Goolwa railway station is a preserved railway station located in the river port of Goolwa, on the broad gauge Victor Harbor line, formerly operated by South Australian Railways and its successor, Australian National.

==History==
Goolwa railway station opened in 1854 as a one terminus of a line linking the River Murray to the sea at Port Elliot. That railway was soon extended from Port Elliot to Victor Harbor and from Goolwa to Strathalbyn in 1869 and the connection from Adelaide reached that town in 1884 completing the full line.

The station was built on the Wharf precinct, alongside the River Murray. The original section of track from Goolwa to Port Elliot was Australia's the first public railway.

Regular Australian National passenger services ended in 1984 and the station was leased out to community groups for social and community gatherings.

==Present-day use==
In 1989, a not-for-profit railway preservation organisation, SteamRanger, was established by the Australian Railway Historical Society to operate its heritage train tours from Adelaide to Victor Harbor through the station.

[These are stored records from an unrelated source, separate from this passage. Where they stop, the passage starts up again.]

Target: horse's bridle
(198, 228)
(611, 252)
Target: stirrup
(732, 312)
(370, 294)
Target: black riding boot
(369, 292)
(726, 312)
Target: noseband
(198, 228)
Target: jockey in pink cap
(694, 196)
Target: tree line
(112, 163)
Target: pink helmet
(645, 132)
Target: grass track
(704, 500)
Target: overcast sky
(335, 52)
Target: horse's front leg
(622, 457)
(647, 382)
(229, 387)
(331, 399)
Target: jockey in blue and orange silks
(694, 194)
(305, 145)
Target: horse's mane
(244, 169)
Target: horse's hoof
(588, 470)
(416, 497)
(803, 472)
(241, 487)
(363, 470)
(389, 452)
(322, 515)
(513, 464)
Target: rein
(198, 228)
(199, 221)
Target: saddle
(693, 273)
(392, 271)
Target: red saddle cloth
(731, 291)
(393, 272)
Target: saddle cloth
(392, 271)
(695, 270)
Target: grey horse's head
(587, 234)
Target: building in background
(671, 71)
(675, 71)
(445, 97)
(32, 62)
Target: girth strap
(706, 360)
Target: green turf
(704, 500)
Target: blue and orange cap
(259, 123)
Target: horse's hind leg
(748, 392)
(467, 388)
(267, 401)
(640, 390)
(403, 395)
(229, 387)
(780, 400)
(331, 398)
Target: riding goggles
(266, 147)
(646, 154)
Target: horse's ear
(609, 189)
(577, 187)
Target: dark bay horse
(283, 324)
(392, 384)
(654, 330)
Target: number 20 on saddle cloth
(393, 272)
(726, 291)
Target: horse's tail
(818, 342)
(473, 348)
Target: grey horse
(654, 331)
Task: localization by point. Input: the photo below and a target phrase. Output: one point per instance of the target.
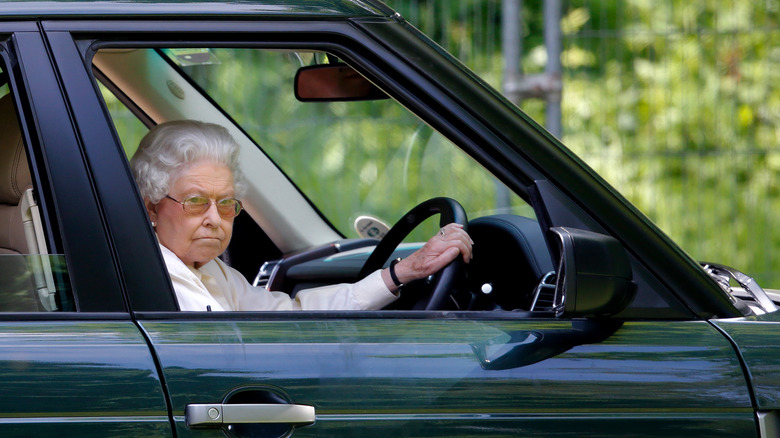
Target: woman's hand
(437, 252)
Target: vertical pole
(512, 47)
(552, 40)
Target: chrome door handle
(217, 414)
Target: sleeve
(367, 294)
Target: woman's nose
(212, 216)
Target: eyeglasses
(227, 208)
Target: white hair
(170, 148)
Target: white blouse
(218, 287)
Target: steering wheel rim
(450, 211)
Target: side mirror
(594, 274)
(334, 83)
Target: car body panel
(187, 8)
(754, 340)
(79, 378)
(422, 377)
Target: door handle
(217, 414)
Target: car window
(350, 158)
(31, 278)
(314, 169)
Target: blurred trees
(674, 102)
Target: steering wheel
(449, 211)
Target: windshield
(350, 159)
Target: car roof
(69, 9)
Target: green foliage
(674, 102)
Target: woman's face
(195, 239)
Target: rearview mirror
(334, 83)
(594, 274)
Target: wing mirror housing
(336, 82)
(594, 274)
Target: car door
(72, 360)
(420, 373)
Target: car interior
(305, 243)
(330, 164)
(24, 257)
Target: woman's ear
(151, 209)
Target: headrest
(14, 170)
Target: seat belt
(39, 254)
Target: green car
(359, 139)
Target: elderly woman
(188, 175)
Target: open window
(31, 278)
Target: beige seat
(24, 280)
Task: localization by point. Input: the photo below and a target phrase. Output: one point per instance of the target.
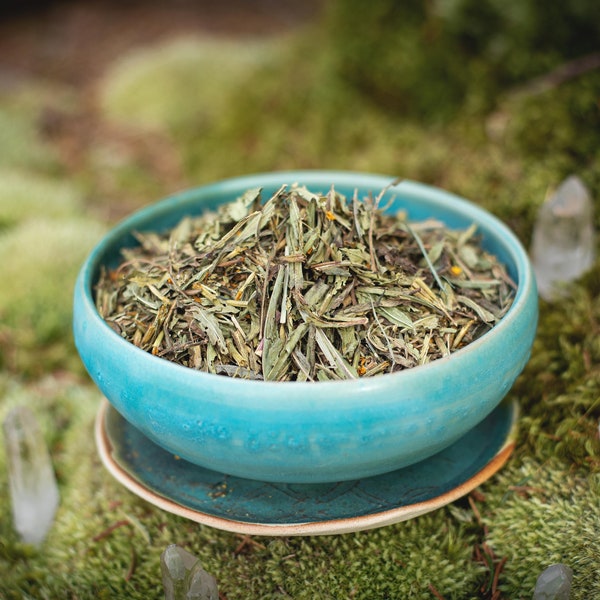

Six years later, as part of the One Nation infrastructure program, the main line between Adelaide and Melbourne was converted to standard gauge, leaving Steamranger's depot at Dry Creek in metropolitan Adelaide isolated.

In a major project, all of SteamRanger's locomotives, rolling stock and infrastructure were moved to Mount Barker station and volunteers took full responsibility for maintaining the track from Mount Barker Junction to Victor Harbor.